CNNSI.com: You know Rich Beem real well. How do you explain what happened today?

Shipnuck: Rich always has been a phenomenal natural talent and the people around him recognized it the first time he picked up a club. It's just taken Rich a little longer to realize his potential. I don't think there's any doubt about what kind of golfer Rich Beem is. I just hope he gets greedy now and wants to win more. I know from talking to him a while ago that his ultimate goal is to play on a Ryder Cup team. I just hope he thinks big, because he's capable of anything.

You know, it seems like Rich has come out of nowhere but he's been building for this for a long while. Over the last year-plus, he's really dedicated himself to his golf game and building his swing. He finished fourth at Doral, second at the Kemper, so he's had a sneaky-good season already. He got over the hump at The International and went from there.

CNNSI.com: Rich Beem did something today that Phil Mickelson, Sergio Garcia , all the other big names have not yet been able to do. How in the world did Beem do it?

Shipnuck: Rich is different. When he left Magnolia Hi-Fi in Seattle and headed back to El Paso, Texas, to make one more stab at becoming a tour pro, he took a job at El Paso Country Club as an assistant pro. He was making $400 a week. While he was there, he was playing money games just about every day for $300 or $400. That hardens you. That's how the old pros did it, guys like Lee Trevino, who grew up playing not for house money but playing for their own money. You do that often enough and you get a taste for the battle. So guys like Tiger Woods don't scare Rich. Guys like Mickelson are thinking about making history and breaking records and all that. Rich just wants to make birdies. He has a simpler view than a lot of the top players. He's just having fun, hamming it up for crowd, being himself.

CNNSI.com: What was it like to watch the final round unfold on TV? You must have been going nuts.

Shipnuck: It was so exciting. I was all tingly. You know, I have a greater appreciation for how far Rich has come. This is such a unique story. What a lot of people don't know is when he made it through Q-School, not only had he never played a PGA Tour event, but he had never even played a Nike Tour event. He was such a greenhorn. I remember his first tournament his rookie year was the 1999 Sony Open in Hawaii. He doesn’t even know there's a sumptuous free buffet in clubhouse for the players, but there's Rich, outside standing in line with all the fans waiting to pay $8 for hot dog. That's the kind of guy he is.

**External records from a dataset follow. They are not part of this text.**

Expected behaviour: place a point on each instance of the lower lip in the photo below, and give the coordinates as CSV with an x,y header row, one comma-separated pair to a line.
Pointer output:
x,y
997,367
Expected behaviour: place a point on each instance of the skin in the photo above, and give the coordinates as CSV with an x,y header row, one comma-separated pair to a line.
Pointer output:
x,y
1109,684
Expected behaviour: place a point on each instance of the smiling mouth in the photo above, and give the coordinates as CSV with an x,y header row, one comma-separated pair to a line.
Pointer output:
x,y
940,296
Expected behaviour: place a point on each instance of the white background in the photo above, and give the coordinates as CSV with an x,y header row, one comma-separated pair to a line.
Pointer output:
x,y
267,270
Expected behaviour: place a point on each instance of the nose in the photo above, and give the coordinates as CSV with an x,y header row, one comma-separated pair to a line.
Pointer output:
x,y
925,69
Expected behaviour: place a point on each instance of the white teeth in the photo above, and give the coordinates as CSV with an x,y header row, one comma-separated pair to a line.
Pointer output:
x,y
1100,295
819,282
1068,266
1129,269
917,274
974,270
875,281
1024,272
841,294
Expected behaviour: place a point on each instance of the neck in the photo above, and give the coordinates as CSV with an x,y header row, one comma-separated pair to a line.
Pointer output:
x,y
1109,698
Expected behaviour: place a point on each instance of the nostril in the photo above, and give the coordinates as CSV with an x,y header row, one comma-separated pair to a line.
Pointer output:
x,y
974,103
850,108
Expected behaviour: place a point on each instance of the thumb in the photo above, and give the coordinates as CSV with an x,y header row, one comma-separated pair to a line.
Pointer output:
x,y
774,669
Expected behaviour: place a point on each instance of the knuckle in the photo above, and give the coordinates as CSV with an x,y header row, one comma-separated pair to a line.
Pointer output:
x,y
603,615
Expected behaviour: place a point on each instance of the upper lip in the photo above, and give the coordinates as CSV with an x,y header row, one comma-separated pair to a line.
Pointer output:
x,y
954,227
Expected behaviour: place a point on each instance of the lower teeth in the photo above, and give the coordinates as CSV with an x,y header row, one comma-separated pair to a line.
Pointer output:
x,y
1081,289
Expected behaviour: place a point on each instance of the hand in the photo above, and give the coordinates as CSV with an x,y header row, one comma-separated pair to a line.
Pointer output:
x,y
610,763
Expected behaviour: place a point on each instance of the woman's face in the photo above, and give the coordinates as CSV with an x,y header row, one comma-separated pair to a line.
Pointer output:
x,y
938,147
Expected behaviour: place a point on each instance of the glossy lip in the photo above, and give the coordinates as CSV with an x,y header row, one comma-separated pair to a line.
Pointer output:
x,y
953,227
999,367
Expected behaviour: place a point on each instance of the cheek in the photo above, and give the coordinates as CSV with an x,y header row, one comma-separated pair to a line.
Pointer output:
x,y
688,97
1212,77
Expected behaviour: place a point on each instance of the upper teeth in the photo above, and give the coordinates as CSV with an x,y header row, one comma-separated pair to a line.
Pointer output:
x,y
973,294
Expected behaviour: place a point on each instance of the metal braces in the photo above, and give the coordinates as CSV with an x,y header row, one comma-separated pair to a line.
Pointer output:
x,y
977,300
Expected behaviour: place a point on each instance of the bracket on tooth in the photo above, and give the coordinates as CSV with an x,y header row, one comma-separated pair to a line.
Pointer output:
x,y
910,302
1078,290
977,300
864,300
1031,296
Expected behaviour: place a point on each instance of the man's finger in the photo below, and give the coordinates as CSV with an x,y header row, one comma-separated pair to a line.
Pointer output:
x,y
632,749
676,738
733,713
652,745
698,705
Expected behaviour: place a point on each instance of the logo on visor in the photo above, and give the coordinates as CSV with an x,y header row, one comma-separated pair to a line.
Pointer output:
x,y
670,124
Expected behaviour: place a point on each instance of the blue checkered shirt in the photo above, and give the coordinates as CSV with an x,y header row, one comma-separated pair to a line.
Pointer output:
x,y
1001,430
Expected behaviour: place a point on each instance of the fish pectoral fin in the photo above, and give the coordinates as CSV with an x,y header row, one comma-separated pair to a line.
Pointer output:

CNNSI.com: So, is a sequel in the works?

Shipnuck: You know, the Rich Beem story is so unrealistic, so incredible that not even the worst Hollywood hack could come up with it. But I don't know, I'll leave the sequel up to Rich. I just hope he handles it differently than when he won the Kemper. After that, he had a year-and-half hangover. He had way too much fun, and I know he would be the first to admit it. I just want to see him concentrate and build on this.